Answer
$\text{Mean}=17$
$\text{Median}=18$
$\text{Mode} = 13$
Work Step by Step
$\underline{\text{Mean}}:$
$\text{Mean}$ = $\dfrac{\text{Sum of all observations}}{\text{Total no. of observations}}$ = $\dfrac{13+21+18+13+20}{5}=\dfrac{85}{5}=\boxed{17}$
$\underline{\text{Median}}:$
$\text{We can find the median by first arranging the given observation in the increasing order and find the mid-point of these observations. In this case, we get it as}$
$13, 13, 18, 20, 21$
$\text{There are 5 observations. So, the mid-point of these observations is given as}$
$\text{Mid-point} =\dfrac{n+1}{2}=\dfrac{5+1}{2}=\dfrac{6}{2}=3$.

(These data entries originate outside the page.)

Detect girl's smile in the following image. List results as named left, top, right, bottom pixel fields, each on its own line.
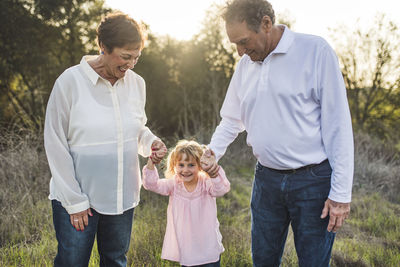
left=174, top=154, right=200, bottom=186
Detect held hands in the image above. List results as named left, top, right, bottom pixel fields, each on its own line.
left=70, top=208, right=93, bottom=231
left=150, top=140, right=167, bottom=165
left=320, top=198, right=351, bottom=232
left=200, top=148, right=220, bottom=178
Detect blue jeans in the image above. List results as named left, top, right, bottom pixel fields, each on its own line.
left=251, top=159, right=335, bottom=267
left=52, top=200, right=134, bottom=267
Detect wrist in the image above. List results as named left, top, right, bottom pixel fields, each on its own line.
left=147, top=158, right=155, bottom=170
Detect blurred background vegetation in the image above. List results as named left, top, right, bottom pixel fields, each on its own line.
left=0, top=0, right=399, bottom=266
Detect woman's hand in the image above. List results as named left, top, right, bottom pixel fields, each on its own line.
left=151, top=140, right=167, bottom=164
left=70, top=208, right=93, bottom=231
left=201, top=148, right=220, bottom=178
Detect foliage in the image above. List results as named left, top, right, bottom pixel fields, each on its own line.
left=331, top=14, right=400, bottom=142
left=0, top=0, right=110, bottom=129
left=135, top=6, right=236, bottom=142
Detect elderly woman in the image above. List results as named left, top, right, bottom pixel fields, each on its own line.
left=44, top=12, right=166, bottom=266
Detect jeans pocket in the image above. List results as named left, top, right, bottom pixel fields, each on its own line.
left=255, top=162, right=264, bottom=174
left=310, top=160, right=332, bottom=178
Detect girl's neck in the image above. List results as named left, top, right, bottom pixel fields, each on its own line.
left=183, top=175, right=199, bottom=192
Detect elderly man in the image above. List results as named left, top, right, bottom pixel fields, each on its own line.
left=201, top=0, right=354, bottom=266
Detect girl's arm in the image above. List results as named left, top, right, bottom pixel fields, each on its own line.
left=142, top=158, right=174, bottom=196
left=206, top=166, right=231, bottom=197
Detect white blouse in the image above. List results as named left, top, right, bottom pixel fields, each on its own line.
left=44, top=56, right=158, bottom=215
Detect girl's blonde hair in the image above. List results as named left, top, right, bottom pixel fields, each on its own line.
left=164, top=140, right=206, bottom=178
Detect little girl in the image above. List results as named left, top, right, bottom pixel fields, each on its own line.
left=142, top=140, right=230, bottom=267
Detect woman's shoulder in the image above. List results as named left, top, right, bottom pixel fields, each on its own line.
left=125, top=69, right=145, bottom=85
left=51, top=65, right=82, bottom=96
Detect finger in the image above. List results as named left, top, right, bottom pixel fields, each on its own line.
left=72, top=217, right=80, bottom=230
left=320, top=201, right=329, bottom=219
left=78, top=217, right=85, bottom=231
left=83, top=213, right=89, bottom=227
left=201, top=163, right=211, bottom=172
left=333, top=217, right=344, bottom=232
left=327, top=215, right=337, bottom=232
left=156, top=150, right=166, bottom=158
left=88, top=208, right=93, bottom=217
left=208, top=164, right=219, bottom=174
left=152, top=154, right=162, bottom=162
left=151, top=141, right=160, bottom=150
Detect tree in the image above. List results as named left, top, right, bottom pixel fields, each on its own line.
left=135, top=5, right=236, bottom=141
left=0, top=0, right=110, bottom=129
left=331, top=14, right=400, bottom=142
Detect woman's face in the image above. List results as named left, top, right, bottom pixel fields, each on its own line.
left=102, top=43, right=141, bottom=80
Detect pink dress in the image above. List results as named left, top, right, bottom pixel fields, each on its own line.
left=142, top=166, right=230, bottom=266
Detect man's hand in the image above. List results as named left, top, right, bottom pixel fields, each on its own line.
left=200, top=148, right=219, bottom=178
left=70, top=208, right=93, bottom=231
left=321, top=198, right=350, bottom=232
left=151, top=140, right=167, bottom=164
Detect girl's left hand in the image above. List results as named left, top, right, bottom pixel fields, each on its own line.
left=151, top=140, right=167, bottom=164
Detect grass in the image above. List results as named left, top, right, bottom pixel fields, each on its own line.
left=0, top=131, right=399, bottom=266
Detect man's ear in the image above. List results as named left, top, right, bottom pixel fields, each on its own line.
left=261, top=15, right=272, bottom=31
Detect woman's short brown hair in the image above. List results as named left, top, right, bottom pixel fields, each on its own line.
left=97, top=12, right=146, bottom=52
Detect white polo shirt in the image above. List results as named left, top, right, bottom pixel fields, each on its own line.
left=209, top=26, right=354, bottom=203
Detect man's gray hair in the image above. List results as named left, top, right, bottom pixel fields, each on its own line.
left=223, top=0, right=275, bottom=32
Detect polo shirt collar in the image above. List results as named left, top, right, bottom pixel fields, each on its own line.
left=271, top=24, right=294, bottom=54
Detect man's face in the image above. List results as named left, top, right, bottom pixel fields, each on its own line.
left=226, top=17, right=272, bottom=62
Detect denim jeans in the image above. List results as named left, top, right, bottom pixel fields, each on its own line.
left=52, top=200, right=134, bottom=267
left=251, top=159, right=335, bottom=267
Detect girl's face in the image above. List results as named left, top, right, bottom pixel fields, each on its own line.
left=174, top=153, right=200, bottom=184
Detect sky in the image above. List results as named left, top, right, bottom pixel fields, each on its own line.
left=105, top=0, right=400, bottom=45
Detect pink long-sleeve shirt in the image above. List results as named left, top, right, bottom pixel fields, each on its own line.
left=142, top=166, right=230, bottom=266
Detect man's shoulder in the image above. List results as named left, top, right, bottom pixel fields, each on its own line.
left=293, top=31, right=329, bottom=48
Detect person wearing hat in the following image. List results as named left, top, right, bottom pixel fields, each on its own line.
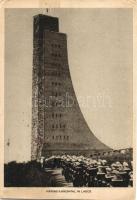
left=73, top=168, right=83, bottom=187
left=129, top=171, right=133, bottom=186
left=97, top=171, right=107, bottom=187
left=87, top=166, right=98, bottom=187
left=110, top=174, right=125, bottom=187
left=105, top=167, right=115, bottom=186
left=40, top=156, right=45, bottom=169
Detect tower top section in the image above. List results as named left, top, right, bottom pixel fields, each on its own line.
left=34, top=14, right=59, bottom=32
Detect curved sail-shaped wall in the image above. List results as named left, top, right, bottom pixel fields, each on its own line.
left=31, top=14, right=110, bottom=160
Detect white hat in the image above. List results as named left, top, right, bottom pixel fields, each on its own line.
left=123, top=162, right=129, bottom=167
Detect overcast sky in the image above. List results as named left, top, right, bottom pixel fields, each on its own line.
left=5, top=8, right=133, bottom=163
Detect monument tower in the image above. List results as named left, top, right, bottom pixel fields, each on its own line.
left=31, top=14, right=109, bottom=160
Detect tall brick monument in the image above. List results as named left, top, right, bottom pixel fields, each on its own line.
left=31, top=14, right=109, bottom=160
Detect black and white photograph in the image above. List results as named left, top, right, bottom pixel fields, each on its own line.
left=4, top=7, right=133, bottom=189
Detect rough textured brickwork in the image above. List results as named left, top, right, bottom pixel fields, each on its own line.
left=31, top=15, right=59, bottom=160
left=31, top=14, right=110, bottom=160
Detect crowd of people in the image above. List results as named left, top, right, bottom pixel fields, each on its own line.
left=42, top=155, right=133, bottom=187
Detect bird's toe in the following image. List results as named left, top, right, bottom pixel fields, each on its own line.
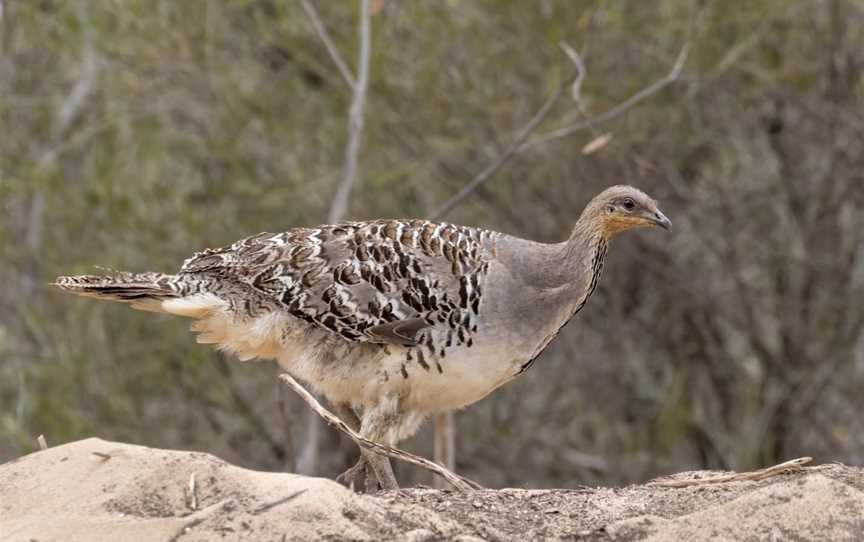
left=336, top=458, right=368, bottom=491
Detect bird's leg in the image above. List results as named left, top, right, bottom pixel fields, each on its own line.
left=332, top=403, right=372, bottom=491
left=358, top=396, right=401, bottom=491
left=362, top=447, right=398, bottom=491
left=338, top=447, right=396, bottom=492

$\text{We have found out that the $3^{\text{rd}}$ observation of the arranged number is the median. The $3^{\text{rd}}$ observation in this arranged numbers is 18.. That means, the median of this problem is $\boxed{18}$}$.
$\underline{\text{Mode}}:$
$\text{Mode is the number that occurs the most. In this case, the number that occurs the most is $13$. So, the mode of this question is $\boxed{13}$}$